I've cried at things that some people would consider appropriate, and some things that wouldn't typically elicit that kind of emotion:
- Weddings--no brainer. My own: I berated myself for thinking I could get through a page-long speech without losing it.
- People dying in films. This is common. But I'll cry for anyone who dies in a movie; they don't even have to be good guys. Characters don't even have to die; they can just get sick, or have a bad day.
- National Conventions--Get the spouse and the family to join you onstage and I go from misty to overflowing.
- Olympics--You don't even have to win anything. You just have to show up and run your event/hit your double backflip/score a point at ping pong and you got me.
- Feel good reality shows. Extreme Makeover, the unveilings on TLC's What Not to Wear.
- Cheesy endings of redemption movies. I saw the end of Cool Runnings the other day. I thought it sucked. I cried. I know that the writing is formulaic and the plot simplistic. And I snort and even verbally condemn movies like these, but I still cry.
- Feel good stories. I cried when I saw how a woman funded kids' education with her life savings, how mothers saved up breast milk for needy children abroad, when an African woman emigrated and made a new life in America, when a woman won a Weber Grill on Oprah. All crying material.
I do believe it's genetic. Not to blame it on people or anything. I recall my Dad, despite the hard exterior, breaking down while watching John Wayne movies, hearing the "Little Drummer Boy" on the radio, or watching RiverDance. Swear to God. My mother taught me the triggers. It doesn't matter what people say at these events, but any wedding, graduation, speech with words "I just want to thank" tweaks the tear ducts.
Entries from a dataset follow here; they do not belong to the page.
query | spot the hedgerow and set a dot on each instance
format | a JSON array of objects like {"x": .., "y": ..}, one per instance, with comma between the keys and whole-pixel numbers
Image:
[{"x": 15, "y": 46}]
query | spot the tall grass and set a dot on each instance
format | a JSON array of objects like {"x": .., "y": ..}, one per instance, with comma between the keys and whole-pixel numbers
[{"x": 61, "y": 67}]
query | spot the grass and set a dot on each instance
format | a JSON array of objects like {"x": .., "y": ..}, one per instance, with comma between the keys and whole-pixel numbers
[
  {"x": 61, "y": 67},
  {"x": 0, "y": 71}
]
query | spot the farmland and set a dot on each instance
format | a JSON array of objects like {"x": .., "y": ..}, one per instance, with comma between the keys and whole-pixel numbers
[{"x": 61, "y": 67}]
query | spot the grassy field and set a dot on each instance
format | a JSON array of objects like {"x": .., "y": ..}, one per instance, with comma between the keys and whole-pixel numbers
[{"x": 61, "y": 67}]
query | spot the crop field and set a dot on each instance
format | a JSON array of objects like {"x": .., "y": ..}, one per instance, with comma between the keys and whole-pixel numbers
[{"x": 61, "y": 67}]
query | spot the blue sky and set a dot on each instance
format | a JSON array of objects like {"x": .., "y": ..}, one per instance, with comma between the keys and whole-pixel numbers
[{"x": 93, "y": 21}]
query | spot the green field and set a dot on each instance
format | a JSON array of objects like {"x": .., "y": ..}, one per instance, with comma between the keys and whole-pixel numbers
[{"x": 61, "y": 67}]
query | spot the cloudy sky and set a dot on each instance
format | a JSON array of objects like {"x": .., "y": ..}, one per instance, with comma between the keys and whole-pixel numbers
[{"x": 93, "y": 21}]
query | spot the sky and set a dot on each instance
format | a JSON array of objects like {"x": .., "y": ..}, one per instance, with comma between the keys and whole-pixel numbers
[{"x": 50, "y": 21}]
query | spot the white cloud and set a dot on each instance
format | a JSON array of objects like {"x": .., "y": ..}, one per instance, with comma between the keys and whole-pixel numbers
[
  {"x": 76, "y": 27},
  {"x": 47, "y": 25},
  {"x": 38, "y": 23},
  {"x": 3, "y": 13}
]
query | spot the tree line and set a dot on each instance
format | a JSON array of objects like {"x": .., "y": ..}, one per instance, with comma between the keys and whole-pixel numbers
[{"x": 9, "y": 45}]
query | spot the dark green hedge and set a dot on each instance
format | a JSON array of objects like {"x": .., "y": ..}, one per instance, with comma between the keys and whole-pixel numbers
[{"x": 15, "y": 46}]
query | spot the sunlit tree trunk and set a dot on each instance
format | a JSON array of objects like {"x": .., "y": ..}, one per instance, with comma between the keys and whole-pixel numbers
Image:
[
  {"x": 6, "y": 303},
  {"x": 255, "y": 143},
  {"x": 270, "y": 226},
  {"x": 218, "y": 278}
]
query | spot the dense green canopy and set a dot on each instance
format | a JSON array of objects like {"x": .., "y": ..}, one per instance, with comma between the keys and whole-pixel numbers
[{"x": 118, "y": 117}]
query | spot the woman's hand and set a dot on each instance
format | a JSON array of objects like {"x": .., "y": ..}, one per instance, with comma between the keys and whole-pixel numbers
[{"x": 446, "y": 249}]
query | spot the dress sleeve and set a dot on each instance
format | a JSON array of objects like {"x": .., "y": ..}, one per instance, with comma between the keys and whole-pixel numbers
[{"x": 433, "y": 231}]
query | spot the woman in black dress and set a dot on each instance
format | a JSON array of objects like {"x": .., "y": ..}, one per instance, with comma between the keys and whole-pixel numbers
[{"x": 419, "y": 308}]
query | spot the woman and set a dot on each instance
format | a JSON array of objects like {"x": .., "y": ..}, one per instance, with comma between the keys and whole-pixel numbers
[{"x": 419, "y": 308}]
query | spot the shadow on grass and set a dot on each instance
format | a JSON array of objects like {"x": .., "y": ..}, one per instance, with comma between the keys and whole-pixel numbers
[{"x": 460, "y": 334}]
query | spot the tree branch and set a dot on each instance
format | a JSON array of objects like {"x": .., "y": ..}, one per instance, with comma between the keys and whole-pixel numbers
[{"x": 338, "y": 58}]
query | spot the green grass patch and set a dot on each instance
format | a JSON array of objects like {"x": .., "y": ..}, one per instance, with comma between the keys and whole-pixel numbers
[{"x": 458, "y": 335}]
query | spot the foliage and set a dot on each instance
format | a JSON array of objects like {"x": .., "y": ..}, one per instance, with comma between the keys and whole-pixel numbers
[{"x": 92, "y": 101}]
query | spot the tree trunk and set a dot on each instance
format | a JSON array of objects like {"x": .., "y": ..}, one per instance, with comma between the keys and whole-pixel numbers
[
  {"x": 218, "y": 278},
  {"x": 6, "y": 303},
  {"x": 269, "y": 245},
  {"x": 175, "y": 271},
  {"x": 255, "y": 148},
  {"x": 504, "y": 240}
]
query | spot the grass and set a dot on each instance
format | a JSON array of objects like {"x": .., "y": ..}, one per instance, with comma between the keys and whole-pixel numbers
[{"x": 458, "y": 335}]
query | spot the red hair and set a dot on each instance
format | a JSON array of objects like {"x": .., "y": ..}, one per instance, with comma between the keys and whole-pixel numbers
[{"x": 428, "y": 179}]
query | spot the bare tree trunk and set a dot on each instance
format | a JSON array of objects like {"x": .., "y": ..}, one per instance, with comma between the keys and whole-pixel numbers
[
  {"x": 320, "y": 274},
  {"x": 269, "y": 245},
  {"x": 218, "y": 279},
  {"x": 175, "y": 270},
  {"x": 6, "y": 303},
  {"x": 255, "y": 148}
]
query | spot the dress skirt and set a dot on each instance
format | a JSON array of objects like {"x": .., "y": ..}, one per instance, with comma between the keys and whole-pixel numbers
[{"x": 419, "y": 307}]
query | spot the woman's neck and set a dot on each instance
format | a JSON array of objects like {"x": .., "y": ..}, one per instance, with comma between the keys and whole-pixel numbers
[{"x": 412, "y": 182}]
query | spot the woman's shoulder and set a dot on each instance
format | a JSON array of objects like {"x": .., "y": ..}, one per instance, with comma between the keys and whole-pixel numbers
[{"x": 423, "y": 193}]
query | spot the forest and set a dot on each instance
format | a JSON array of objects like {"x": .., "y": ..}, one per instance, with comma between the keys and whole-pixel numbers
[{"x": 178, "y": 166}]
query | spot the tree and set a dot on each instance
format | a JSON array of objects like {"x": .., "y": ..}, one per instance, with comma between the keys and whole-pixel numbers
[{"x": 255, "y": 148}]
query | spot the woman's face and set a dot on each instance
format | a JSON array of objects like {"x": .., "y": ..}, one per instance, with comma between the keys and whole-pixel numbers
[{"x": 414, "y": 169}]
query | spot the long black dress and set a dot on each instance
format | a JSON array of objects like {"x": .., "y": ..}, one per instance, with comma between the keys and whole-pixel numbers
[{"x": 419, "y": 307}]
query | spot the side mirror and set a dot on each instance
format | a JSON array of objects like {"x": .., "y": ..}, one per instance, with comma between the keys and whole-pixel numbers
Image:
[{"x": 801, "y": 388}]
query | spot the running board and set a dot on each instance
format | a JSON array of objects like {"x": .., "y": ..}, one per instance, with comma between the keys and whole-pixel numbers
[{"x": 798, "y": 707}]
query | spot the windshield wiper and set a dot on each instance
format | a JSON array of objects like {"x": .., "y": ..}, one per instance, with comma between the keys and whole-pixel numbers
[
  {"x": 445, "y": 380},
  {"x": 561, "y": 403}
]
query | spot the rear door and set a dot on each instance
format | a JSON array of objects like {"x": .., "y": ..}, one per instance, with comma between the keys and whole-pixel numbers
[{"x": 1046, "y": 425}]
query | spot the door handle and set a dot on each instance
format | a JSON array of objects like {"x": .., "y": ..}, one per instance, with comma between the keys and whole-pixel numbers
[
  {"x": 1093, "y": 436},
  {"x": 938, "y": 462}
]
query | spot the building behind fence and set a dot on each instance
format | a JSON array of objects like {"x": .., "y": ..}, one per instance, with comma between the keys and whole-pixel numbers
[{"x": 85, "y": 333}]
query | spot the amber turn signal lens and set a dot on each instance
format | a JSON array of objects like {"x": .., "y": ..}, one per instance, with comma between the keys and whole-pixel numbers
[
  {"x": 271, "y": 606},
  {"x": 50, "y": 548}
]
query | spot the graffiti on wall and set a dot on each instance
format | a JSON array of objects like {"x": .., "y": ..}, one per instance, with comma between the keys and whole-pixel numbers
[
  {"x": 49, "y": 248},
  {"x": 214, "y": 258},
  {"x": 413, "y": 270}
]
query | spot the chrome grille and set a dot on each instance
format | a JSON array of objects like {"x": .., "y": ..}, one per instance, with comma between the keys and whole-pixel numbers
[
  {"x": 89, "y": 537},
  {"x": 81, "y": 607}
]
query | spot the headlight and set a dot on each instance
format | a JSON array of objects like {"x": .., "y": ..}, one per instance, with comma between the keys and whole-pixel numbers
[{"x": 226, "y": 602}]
I was surprised this weekend when I was watching the TV series "Heroes" with H-band. I made a movement with my hand that he misinterpreted as me wiping away a tear.
"I know, Babe. This show gets me emotional, too." I looked over and saw that H-band was getting misty.
I felt conflicted. I wanted to correct him and say, "Actually, I'm not crying," but I didn't want to discourage him. Maybe now someone else could cry with me, and I wouldn't have to be the only puffy face coming out of the movie theater. We could both be puffy. We could cry together in solidarity.
"Actually, Honey, I wasn't crying. That's great that you can cry though."
H-band felt bruised: "Why are you lying! Whatever ... you were crying."
I sat there, disappointed with how that turned out , thinking, "Heroes? Sheesh!"